Podczas środowego spotkania polskiego zespołu w meczu Ligi Europy kibice stołecznej drużyny wywiesili w swoim sektorze flagę w biało-czerwonych barwach ze słowami „Wilno” i „Lwów”. Zalewska skomentowała to zdarzenie dla ukraińskiej stacji Espresso.tv.
99.9% Polaków nie podpisuje się pod tym, co stało się na meczu. Osoby biorące udział w kibicowaniu podczas tego meczu to nie byli Polacy. Była to grupa bandytów i recydywistów ściągnięta przez Putina.
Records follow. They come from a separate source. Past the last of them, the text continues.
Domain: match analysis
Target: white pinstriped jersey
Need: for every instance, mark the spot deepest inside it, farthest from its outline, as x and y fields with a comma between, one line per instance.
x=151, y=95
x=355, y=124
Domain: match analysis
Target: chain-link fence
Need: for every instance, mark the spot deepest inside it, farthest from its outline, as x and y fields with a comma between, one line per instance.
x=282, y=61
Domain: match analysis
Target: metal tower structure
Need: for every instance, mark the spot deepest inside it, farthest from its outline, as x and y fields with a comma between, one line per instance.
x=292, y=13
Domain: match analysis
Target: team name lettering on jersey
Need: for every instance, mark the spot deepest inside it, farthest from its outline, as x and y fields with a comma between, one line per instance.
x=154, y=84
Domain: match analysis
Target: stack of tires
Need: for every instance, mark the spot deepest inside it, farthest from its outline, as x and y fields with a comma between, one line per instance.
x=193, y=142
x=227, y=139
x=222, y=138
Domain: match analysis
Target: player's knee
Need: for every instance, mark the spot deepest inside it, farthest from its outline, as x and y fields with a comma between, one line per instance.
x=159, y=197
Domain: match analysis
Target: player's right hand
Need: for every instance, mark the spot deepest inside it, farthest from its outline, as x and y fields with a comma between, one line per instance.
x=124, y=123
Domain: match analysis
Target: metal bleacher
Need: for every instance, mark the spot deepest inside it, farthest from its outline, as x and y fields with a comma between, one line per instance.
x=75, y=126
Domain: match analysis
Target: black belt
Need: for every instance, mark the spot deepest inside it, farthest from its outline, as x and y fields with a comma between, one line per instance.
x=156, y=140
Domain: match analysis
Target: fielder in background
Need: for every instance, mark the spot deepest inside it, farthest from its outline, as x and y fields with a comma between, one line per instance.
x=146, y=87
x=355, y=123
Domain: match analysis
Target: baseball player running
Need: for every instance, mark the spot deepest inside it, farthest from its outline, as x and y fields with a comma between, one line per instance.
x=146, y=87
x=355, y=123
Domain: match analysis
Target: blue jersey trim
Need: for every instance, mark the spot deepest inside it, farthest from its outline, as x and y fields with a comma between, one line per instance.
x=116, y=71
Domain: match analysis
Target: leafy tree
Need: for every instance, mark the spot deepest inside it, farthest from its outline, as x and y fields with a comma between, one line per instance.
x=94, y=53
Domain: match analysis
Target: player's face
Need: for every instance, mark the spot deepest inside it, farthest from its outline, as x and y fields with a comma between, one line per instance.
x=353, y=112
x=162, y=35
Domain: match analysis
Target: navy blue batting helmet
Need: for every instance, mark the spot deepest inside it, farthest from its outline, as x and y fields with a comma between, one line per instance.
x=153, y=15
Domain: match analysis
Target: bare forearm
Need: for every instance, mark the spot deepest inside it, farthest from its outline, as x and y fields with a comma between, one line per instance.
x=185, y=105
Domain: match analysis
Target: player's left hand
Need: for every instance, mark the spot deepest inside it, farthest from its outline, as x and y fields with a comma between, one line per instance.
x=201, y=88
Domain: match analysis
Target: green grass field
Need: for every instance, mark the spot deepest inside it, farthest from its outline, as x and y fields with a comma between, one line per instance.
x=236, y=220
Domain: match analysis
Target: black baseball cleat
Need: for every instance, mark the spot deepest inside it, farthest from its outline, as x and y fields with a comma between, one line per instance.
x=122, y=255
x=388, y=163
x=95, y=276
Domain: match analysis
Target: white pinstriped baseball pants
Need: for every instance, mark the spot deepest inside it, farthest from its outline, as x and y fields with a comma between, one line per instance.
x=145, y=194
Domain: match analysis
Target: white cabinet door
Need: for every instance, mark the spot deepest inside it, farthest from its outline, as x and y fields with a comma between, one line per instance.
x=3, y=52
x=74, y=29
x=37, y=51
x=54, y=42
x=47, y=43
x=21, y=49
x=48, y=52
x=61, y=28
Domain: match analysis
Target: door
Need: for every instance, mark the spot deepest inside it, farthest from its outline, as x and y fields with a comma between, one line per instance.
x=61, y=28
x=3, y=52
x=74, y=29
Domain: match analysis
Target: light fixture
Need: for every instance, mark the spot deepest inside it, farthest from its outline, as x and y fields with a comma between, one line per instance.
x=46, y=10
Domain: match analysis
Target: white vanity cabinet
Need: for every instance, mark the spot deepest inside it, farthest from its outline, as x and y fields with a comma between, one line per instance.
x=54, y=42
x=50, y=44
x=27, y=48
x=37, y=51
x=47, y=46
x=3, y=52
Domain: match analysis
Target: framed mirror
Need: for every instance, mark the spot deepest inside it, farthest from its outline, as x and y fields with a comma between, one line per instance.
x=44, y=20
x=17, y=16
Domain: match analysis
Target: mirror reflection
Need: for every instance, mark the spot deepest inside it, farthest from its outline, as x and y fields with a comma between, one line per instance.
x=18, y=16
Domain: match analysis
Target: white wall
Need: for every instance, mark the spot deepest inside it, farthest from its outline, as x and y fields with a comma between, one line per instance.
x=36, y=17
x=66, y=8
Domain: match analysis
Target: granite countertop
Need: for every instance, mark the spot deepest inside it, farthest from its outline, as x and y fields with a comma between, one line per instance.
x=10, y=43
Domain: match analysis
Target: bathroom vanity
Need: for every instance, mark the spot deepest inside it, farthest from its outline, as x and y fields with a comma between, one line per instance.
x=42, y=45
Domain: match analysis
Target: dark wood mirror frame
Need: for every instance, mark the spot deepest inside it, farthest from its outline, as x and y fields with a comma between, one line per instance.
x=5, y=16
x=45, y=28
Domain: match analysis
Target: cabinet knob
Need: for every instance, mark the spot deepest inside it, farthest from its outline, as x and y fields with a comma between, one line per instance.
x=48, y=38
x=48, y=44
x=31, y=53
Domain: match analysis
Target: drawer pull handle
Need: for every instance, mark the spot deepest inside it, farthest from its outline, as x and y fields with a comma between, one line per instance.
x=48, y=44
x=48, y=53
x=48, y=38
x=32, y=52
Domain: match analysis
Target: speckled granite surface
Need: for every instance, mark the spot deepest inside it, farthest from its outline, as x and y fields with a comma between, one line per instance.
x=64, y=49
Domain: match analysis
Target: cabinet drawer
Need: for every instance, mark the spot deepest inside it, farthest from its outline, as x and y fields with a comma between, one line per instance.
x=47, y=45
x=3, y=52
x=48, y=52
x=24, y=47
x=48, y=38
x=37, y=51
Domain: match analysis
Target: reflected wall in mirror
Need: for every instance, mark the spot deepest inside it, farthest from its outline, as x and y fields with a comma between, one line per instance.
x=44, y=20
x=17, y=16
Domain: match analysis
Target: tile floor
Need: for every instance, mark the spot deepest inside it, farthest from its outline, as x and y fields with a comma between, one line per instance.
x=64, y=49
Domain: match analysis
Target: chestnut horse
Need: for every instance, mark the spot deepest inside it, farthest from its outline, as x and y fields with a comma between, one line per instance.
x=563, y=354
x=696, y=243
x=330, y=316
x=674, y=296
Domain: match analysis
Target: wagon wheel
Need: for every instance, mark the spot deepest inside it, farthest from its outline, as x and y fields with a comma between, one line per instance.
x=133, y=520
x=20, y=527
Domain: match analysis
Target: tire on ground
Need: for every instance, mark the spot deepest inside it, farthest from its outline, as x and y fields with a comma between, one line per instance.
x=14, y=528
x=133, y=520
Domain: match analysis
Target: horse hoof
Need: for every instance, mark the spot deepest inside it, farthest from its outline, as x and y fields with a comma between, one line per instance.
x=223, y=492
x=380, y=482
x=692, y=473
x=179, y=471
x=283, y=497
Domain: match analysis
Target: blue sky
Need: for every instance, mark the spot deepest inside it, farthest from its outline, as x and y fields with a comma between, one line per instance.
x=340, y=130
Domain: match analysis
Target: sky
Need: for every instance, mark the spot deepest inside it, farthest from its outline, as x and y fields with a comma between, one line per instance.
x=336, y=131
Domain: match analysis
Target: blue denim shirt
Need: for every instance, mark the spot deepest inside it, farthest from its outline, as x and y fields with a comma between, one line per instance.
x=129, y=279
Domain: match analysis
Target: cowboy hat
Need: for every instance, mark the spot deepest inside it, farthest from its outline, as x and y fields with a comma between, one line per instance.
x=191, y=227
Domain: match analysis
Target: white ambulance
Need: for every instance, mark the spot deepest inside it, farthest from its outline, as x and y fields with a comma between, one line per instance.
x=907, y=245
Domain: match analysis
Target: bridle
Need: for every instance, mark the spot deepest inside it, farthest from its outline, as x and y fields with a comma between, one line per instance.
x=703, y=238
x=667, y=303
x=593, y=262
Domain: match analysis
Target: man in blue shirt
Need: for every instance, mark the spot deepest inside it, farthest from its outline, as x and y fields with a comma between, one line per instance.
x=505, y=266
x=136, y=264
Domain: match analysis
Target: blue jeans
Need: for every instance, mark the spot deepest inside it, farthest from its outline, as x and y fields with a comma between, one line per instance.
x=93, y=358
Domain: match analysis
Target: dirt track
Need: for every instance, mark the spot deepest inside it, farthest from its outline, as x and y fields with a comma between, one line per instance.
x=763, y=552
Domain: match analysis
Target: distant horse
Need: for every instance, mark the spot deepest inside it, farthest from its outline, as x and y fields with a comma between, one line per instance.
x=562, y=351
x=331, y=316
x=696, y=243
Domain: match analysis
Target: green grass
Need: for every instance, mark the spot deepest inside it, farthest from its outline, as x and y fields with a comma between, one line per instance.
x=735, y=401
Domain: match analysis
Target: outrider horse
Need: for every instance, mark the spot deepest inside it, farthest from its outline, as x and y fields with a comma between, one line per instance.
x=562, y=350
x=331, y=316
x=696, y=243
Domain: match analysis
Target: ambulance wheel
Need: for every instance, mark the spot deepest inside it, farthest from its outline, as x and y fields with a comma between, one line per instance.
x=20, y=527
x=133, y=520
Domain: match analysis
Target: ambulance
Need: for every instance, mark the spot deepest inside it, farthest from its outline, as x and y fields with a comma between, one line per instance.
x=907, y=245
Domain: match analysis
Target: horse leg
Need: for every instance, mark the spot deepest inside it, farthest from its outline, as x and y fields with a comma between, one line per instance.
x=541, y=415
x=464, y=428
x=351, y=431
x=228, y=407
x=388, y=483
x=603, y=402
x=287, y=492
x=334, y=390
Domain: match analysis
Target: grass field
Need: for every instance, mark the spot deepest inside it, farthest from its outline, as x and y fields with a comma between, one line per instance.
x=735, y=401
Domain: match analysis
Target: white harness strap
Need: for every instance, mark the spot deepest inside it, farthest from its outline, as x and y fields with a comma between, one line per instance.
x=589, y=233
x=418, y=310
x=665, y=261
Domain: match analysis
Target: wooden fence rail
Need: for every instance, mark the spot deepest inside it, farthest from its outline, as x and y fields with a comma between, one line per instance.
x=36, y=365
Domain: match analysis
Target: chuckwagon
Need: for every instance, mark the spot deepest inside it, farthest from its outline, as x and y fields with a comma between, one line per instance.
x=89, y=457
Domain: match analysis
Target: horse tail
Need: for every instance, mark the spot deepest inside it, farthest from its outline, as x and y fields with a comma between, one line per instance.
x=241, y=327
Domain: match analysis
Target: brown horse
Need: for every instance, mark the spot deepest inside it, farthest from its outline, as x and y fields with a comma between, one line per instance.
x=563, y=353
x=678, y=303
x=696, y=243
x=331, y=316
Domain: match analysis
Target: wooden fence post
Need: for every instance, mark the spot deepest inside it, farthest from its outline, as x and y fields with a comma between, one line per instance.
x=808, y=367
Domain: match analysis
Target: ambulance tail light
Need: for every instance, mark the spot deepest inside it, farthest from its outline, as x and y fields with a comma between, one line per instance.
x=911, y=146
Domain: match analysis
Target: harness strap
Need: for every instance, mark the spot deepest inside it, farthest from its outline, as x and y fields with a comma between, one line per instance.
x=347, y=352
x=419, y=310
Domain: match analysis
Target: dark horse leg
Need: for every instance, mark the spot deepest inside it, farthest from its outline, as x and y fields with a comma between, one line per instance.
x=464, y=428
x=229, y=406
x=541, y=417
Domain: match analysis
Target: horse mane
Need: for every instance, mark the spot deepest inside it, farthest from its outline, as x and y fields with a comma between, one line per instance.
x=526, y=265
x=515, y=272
Jestem pewna, że połowa tych ludzi, którzy byli na meczu to nawet nie byli Polacy – stwierdziła Zalewska.
Czytaj także: Boniek o fladze Legii w Kijowie: Historii nie da się oszukać
Ciężko powiedzieć dlaczego dziennikarka TV Republika przyznała sobie prawo wyrażania poglądów w imieniu kilkudziesięciu milionów Polaków. W całej sprawie bardzo istotny jest fakt, że wspomniana flaga nie pojawiła się po raz pierwszy w sektorze kibiców Legii. Dlatego też słowa dziennikarki jakoby „flaga została przekazana przed meczem w Kijowie przez propagandę rosyjską” należy traktować jako informację wyssaną z palca.
Podczas meczu z sektora kibiców polskiej drużyny słychać było okrzyk „ruska ku..a!”. Również w tym wypadku trudne jest zrozumienie jak, zdaniem pani Zalewskiej, takie słowa miałyby być wykrzykiwane przez „recydywistów ściągniętych przez Putina”.
Środowe spotkanie pomiędzy Metalistem Charków i Legią Warszawa zakończyło się zwycięstwem polskiej drużyny. Mecz odbył się w Kijowie na stadionie Dynama. Jedyną bramkę zdobył Ondrej Duda. Po trzech kolejkach Legia prowadzi w rywalizacji grupowej z kompletem zwycięstw na koncie.